Ein paar Bergketten weiter südlich befinden sich gleich zwei Weinregionen. Die kaum bekannte und wenig relevante Bergamasca und, ein paar Kilometer davon entfernt, die Franciacorta, ihres Zeichens wiederum die bekannteste Weinbauregion der Lombardei. Seit den 1960er Jahren widmet man sich dort der Herstellung von Spumante, seit 1995 kann man sich, macht man denn alles regelkonform, das DOCG auf das Etikett drucken. Franciacorta leitet sich von der „francae curtes“ ab und bezieht sich auf die einstige Steuerbefreiung für die sich damals in der Gegend befindlichen französischen Zisterzienserklöster.
Auch sonst spielt Frankreich eine eminente Rolle im Selbstverständnis einer Region, die man etwas euphemistisch als Champagne Italiens bezeichnet. Zwar bedient man sich derselben Rebsorten (Pinot Noir, Chardonnay + ein wenig Pinot Blanc) und vinifiziert nach der Methode champenoise (Flaschengärung), qualitativ ist man allerdings – mit ein paar Ausnahmen – doch ein gutes Stück von der ultimativen Schaumweinecke im Norden Frankreichs entfernt. Spannend wird es vor allem dort, wo auch die Franciacorta auf Kalk (und nicht auf Moränenablagerungen) baut, allerdings ist das nur in einem sehr überschaubaren Bereich der Fall. Dort trifft man dann allerdings auf die Ausnahmen: Il Pendio, Cà del Vent, Casa Catarina, Arcari e Danesi, immerhin vier Winzer, die dynamische, druckvolle, lebhafte und vielschichtige Spumante keltern.
Bevor man in Richtung Oltrepò Pavese und damit in die Zone der größten Dichte an guten Winzern aufbricht, sollte man, wenn möglich, bei Enrico Togni in Darfo Boario Terme im Valcamonica vorbeischauen. Der keltert dort, in vitikulturellem Niemandsland und ebenfalls im Schlagschatten hoher Berge, neben Marzemino, Merlot und Schiava auch zwei exzellente Nebbiolo.

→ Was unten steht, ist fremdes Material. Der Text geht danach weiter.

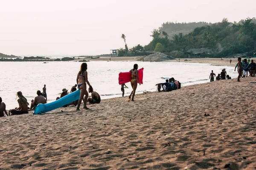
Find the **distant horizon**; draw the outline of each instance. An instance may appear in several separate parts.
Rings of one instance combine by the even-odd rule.
[[[95,56],[124,48],[122,34],[129,47],[147,45],[151,31],[166,22],[213,23],[224,18],[230,22],[251,18],[256,1],[11,0],[0,1],[0,53]]]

Und wer sich auf der lombardischen Seite des Gardasees befindet und die Schnauze voll hat von Salò und den Touristen, sollte nicht lange fackeln und auf ein paar Gläser Groppello und/oder Marzemino bei Le Sincette in Polpenazze vorbeischauen.
Oltrepò Pavese im Süden der Lombardei ist eine der eigenwilligsten und eigenartigsten Weinregionen Italiens. Hier kultiviert man neben Croatina und Barbera, den Klassikern der Zone, auch Riesling und Welschriesling und hat zudem eine Affinität für Pinot Nero entwickelt. Daneben gibt es Vespolina und Uva Rara, Chardonnay und Pinot Grigio, Merlot und Cabernet und vieles mehr. In Oltrepò Pavese gibt es 7 DOCs und eine DOCG, die so ziemlich alles abdecken, was man an unterschiedliche Stilrichtungen kennt. Hinzu kommt eine Topographie, die sich in unzähligen Faltungen allen vier Himmelsrichtungen öffnet, von 100 Meter schnell auf 500 Meter ansteigt und wieder abfällt und ein geologisches Mosaik bildet, dass von Mergel, über Kalk, Ton, Gips, Konglomeraten, Sand, Schwemmland bis Moränengestein aus unzähligen kleinen Teilchen besteht..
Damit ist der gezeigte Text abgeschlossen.